Healthcare group picks SSL for remote access

Secure Sockets Layer-based remote access has been just what the doctors ordered - and more - for Virtua Health in Marlton, N.J.

The company, which operates four hospitals and two clinics, was looking to simplify doctors' access to network resources after a standard browser upgrade made the existing system unworkable.

Installing an SSL remote-access system from 3-year-old start-up Netilla has given doctors the access they required. What's more, it has helped Virtua slash its software licensing costs, provide more employees with intranet access and more than doubled the number of applications available to remote users.

"We're finding new uses for it all the time," says Andrew Gahm, Virtua's network architect.

The Netilla Service Platform relies on the SSL technology found in most Web browsers and used to protect Internet credit card transactions. Rather than granting access directly to servers, databases and other resources protected by corporate firewalls, Virtua has situated the Netilla appliance behind the firewall, where it provides access to protected company resources over the Internet via SSL.

Virtua looked into Netilla because 400 physicians and other users were having trouble accessing the Siemens Shared Medical System (SMS) healthcare application they were used to reaching by Web browser.

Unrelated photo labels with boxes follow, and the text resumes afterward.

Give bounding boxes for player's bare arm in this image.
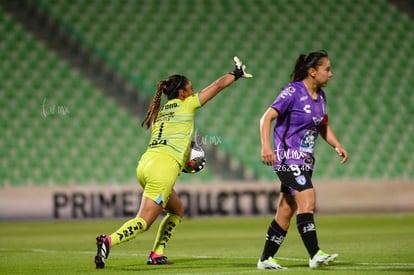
[320,124,348,163]
[260,108,279,166]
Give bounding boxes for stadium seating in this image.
[0,0,414,188]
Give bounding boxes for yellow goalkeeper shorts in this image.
[137,152,181,208]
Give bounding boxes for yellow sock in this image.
[152,213,181,254]
[111,217,147,247]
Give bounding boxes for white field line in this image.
[0,247,414,275]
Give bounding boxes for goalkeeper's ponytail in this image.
[141,75,188,129]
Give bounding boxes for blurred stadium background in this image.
[0,0,414,218]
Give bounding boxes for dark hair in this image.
[290,50,328,82]
[141,74,188,129]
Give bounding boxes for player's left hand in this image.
[335,146,348,164]
[231,56,253,80]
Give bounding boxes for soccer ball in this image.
[183,141,206,173]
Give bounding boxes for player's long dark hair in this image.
[141,74,188,129]
[290,50,328,82]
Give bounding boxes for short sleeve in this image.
[270,85,296,116]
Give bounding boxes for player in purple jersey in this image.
[257,51,348,269]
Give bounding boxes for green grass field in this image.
[0,214,414,275]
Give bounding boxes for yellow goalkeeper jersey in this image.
[147,93,201,166]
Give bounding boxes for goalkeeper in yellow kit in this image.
[95,57,252,268]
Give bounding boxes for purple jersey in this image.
[271,81,326,170]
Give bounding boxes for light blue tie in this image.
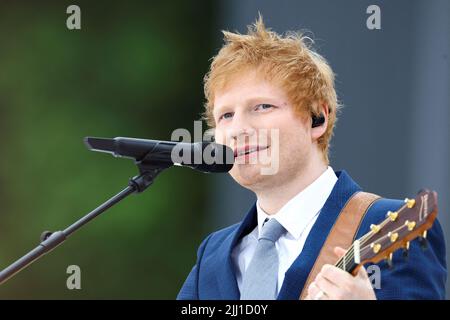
[241,219,286,300]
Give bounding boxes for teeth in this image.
[238,148,258,156]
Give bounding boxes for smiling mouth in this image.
[234,146,269,158]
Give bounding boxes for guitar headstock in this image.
[353,190,438,265]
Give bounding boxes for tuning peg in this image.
[405,198,416,209]
[386,252,394,269]
[402,241,409,260]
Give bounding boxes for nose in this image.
[227,113,256,141]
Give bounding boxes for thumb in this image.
[333,247,347,258]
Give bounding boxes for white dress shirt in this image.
[231,167,337,293]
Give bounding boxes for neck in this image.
[255,156,328,215]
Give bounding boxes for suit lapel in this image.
[213,204,257,300]
[278,171,361,300]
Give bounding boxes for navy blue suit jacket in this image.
[177,171,447,300]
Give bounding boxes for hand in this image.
[306,247,376,300]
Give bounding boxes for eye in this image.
[219,112,233,121]
[255,103,274,110]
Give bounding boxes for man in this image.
[178,17,447,299]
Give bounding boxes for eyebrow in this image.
[213,97,287,114]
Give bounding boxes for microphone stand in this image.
[0,153,169,285]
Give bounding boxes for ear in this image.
[311,103,329,141]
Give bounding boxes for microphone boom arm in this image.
[0,152,169,285]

The problem arose last year when many doctors upgraded their browsers to Microsoft's Internet Explorer 6.0, which was not supported by the SMS application or the VeriSign digital certificate used to authenticate remote users. Doctors rejected the workaround of reverting to Internet Explorer 5.5 and using proprietary Siemens security tokens.

The Netilla box can set up secure links with Internet Explorer 6.0 and proxy to a Microsoft Terminal Server containing the SMS Web page, solving the problem.

Once Virtua installed the Netilla gear, it wasn't long before the company discovered other uses for the product. These include using it as a less-costly alternative to expanding its use of Citrix's thin-client-based remote-access technology.

Virtua has used Citrix's Web-based ICA client software to give some employees easy access to a handful of networked applications, such as those from PeopleSoft and Per-Se Technologies. Citrix software on remote machines and the servers being accessed lets end users run Unix, Windows and Java applications that are located on servers in Virtua's network.

But expanding its use of Citrix would have required purchasing secure gateway software that would cost more than the $40,000 to $50,000 Virtua already had spent on its Netilla box, 400 simultaneous user licenses and a maintenance agreement, says Tom Pacek, assistant vice president of technology for Virtua. With the Netilla technology, Virtua has increased the number of applications it makes available to end users from between 10 and 25 to more than 50, he says.

Another benefit of the Netilla setup is that Virtua has tightened security by cutting the number of firewall ports left open, Gahm says. Before Virtua bought the Netilla appliance, Citrix users would access the network via one firewall port for authorization and then access the servers running the desired applications through other firewall ports. "All our Citrix servers were exposed to the Internet along with the Web page that led you to them," Gahm says. Now those ports are closed, and all traffic comes through the SSL port leading to the Netilla box.